38. Migratory Grasshopper
The migratory grasshopper (Melanoplus sanguinipes) is a spur-throated grasshopper that belongs to the Acrididae family. They are similar to many of the other species, making it hard to identify them.
Their preferred habitat is open sunny areas with herbaceous plant cover.
39. Southwestern Dusky Grasshopper
It is not easy to separate the southwestern dusky grasshopper (Nebulatettix subgracilis) from other grasshoppers. These are stocky grasshoppers with large heads and short wings.

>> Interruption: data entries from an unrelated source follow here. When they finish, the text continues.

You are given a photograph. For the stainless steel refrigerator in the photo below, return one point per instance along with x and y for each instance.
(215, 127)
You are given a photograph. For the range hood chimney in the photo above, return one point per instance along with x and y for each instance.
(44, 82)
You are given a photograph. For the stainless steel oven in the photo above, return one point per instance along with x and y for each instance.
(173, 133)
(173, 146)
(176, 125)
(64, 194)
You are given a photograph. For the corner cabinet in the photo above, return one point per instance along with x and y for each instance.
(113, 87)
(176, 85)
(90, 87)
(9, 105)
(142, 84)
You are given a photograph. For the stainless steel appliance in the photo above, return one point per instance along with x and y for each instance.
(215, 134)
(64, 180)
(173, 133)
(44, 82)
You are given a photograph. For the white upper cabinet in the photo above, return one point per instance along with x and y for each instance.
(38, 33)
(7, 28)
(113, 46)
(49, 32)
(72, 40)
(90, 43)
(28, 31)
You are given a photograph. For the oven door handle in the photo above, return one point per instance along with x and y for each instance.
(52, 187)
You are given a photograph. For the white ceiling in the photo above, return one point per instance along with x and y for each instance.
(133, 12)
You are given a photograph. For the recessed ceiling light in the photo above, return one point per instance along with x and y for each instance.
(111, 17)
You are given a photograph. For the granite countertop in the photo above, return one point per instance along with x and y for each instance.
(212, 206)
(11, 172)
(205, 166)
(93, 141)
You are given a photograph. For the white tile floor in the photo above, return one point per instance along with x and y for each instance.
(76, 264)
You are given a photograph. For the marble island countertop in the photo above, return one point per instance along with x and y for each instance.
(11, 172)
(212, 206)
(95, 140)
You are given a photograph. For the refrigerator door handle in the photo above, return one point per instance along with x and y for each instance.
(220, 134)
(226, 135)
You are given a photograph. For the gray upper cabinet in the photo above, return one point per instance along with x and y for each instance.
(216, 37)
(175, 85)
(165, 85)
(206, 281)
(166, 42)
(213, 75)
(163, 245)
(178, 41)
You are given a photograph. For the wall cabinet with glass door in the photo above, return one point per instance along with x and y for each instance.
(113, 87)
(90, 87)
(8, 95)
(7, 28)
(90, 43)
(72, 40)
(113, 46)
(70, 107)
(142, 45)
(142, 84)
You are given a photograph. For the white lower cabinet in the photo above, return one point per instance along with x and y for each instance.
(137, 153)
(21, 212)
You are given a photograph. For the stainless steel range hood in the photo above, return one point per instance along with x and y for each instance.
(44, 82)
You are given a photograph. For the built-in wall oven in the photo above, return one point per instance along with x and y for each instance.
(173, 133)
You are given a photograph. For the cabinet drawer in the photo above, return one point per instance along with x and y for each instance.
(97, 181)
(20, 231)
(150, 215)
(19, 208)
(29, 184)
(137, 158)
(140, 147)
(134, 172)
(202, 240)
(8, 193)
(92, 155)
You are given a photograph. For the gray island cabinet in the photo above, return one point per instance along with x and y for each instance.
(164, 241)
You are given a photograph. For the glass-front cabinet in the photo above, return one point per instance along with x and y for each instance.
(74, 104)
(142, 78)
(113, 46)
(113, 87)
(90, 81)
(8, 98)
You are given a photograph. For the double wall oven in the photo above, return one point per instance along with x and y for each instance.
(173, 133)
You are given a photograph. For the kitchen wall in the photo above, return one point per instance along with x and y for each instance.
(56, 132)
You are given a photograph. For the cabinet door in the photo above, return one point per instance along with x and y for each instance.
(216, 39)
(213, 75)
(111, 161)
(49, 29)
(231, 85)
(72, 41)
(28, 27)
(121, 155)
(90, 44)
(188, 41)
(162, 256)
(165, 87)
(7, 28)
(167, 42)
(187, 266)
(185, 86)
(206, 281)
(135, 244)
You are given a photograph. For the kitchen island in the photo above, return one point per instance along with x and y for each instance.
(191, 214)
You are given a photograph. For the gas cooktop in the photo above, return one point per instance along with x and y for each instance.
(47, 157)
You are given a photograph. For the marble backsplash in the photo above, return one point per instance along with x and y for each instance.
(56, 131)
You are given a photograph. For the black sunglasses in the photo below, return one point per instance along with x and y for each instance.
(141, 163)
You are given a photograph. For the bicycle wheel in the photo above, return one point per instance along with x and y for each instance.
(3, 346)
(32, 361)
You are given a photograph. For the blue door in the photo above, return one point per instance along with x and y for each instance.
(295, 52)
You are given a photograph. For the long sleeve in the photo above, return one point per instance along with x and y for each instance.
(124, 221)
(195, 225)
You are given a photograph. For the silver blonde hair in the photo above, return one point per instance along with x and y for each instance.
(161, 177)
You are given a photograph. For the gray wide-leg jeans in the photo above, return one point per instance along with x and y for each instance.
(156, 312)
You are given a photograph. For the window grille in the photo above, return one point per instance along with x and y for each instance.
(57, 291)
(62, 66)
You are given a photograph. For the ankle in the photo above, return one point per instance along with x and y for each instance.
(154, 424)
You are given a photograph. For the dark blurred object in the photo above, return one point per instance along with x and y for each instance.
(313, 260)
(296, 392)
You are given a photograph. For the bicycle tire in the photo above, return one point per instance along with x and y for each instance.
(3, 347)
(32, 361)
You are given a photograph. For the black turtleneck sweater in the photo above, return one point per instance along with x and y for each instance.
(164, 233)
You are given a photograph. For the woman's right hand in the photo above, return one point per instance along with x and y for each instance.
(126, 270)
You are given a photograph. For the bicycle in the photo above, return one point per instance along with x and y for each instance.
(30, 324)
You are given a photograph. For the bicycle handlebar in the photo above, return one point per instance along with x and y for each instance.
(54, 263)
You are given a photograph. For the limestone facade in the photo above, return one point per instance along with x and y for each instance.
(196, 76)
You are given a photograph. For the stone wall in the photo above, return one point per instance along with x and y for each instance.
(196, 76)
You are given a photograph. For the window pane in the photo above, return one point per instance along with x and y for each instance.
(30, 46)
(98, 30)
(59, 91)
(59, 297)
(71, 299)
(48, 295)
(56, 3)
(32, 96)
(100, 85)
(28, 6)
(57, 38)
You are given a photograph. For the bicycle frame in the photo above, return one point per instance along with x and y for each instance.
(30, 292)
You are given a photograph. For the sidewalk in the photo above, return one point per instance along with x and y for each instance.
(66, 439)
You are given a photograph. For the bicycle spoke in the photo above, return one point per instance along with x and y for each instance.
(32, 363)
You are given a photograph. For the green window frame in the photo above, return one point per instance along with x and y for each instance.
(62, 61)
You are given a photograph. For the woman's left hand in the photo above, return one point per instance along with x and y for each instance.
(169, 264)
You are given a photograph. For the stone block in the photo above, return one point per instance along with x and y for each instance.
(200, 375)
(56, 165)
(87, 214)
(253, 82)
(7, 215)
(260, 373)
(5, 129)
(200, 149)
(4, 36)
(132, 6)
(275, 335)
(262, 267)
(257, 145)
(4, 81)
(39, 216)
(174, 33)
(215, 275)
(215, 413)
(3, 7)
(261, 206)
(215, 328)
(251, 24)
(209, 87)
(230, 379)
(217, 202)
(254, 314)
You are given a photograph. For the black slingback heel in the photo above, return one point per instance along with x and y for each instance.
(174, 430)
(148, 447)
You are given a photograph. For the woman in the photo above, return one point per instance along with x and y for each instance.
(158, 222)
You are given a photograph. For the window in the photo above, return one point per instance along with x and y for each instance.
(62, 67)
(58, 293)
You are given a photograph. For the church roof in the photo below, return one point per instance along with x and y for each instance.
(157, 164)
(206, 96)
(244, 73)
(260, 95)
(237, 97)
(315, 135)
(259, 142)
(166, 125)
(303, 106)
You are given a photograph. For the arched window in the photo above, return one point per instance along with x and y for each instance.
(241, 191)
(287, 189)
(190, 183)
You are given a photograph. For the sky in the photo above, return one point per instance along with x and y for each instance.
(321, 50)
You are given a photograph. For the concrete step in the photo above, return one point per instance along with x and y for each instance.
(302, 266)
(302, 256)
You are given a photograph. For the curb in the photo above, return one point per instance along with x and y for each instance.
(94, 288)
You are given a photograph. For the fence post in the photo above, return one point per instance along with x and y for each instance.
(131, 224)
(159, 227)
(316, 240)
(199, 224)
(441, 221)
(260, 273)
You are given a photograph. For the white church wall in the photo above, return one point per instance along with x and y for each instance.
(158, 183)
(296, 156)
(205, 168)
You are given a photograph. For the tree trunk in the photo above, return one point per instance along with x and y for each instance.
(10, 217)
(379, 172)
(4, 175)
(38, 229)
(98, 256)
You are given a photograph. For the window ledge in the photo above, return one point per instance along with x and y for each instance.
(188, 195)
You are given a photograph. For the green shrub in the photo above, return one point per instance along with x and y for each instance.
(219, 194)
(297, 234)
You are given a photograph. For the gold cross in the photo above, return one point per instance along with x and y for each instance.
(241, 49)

They can be found in a variety of habitats where water collects for a short period. They favor grasses and are often seen on patchy and short grass.
40. Atlantic Grasshopper
The Atlantic grasshopper (Paroxya atlantica) can grow to 28mm in females and 24mm in males. They are a yellow/brown color with red on the upper side and a dark stripe just behind the eye. Their legs are a green color with black on the lower side of the thorax and short antennae.
These grasshoppers prefer moist and grassy areas, with plenty of low shrubby vegetation. They can often be seen on the edge of marshes, forests, and woodlands. They tend to prefer areas with sandy soils. You are more likely to encounter this grasshopper from July to October.